3. Provide native developer tools and data that make creating and using apps on their platform meaningfully better than anywhere else. This is the only step that actually creates lock-in. Steps 1 and 2 are table stakes; Step 3 is the moat.
The reason the sequence matters: each step raises the switching cost for the next. Once a user's apps live on the platform and have found an audience there, the cost of moving to a competitor requires rebuilding things from scratch.
Many people believe messaging and a social graph are also required for being a super app. It's more of a popular precursor. Since people can do most things through communication rather than interfaces, it follows that many super apps started as messaging apps that built interfaces to support these use cases.
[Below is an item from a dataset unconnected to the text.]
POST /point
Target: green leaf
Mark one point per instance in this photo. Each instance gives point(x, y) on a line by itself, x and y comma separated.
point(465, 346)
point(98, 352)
AI workspaces started with a productivity tool, though it's conceivable they would add a social layer over time as well.
The race has begun
So far, only one AI giant has completed the first requirement for becoming a true super app.
On June 2nd, 2026, OpenAI quietly launched Codex Sites, which allows users to host apps created in Codex and share them with their team. This was a relatively under-appreciated launch but it is a turning point for the entire industry.
In the coming months, every other AI workspace likely follow suit. And by the end of the year, I expect every major player to also ship step 2: app discovery and monetization. Many startups like Poke are already experimenting with this.
The net effect is that the floodgates will be open for user-created apps for virtually every conceivable use case. This is pure code after all, so there are no real limitations on what's possible.
But that's the problem.
Steps 1 and 2 really only get us a coding tool with a browser, not a true platform or super app.
It's an empty shell filled with apps creators will cross-post across platforms because the end-user experience is roughly the same. Switching costs between platforms will continue to be as low as they have been.
Who Wins
Step 3 is the one that matters.
To create an enduring platform you need developer and user lock-in. And you only get that by offering a differentiated experience, which always seems to start with better tooling and later better distribution.
TikTok won initially because it was the best place to create vertical videos. Once they attracted the top creators, it became the best place to consume and distribute vertical videos. The AI workspace that wins will be one that listens to their users and builds native tools for creating better AI apps (and agents) that only work on their platform.
If you look at other platforms like Salesforce or Facebook, the pattern is clear: the system of record is the best developer tool a platform can offer. It's hard to rip out and has the strongest network effects since no other platform can replicate another platform's graph.
This is why, as I wrote in another essay, the winner of the Intelligence Revolution will be the one who wins context.
The platform that owns the richest, most interconnected data about its users — their relationships, their workflows, their memory — creates lock-in and the final piece of the super app puzzle.
And so far, the title of winner of the context layer almost entirely up for grabs.
The SaaSulub Impact
This new world will be unrecognizable.
When billions of people do all their work in tools that write code infinitely faster and better than the best engineers, the shape of software changes completely.
It's not the SaaSpocalypse, because it's not the end of SaaS like the apocalypse is the end of the world.
It's the SaaSulub impact, named after the Chicxulub asteroid that drove the largest mass extinction event in Earth's history.
It didn't completely obliterate life as we know it. It reset the conditions for what life could become.
The dinosaurs were the monolithic SaaS companies: massive, dominant, optimized for the old environment. The asteroid is the cost collapse. The mammals that flourished afterward are the new app ecosystem living inside the super app.
The super app isn't one of the survivors, but the new atmosphere and environment that new forms of life will flourish within.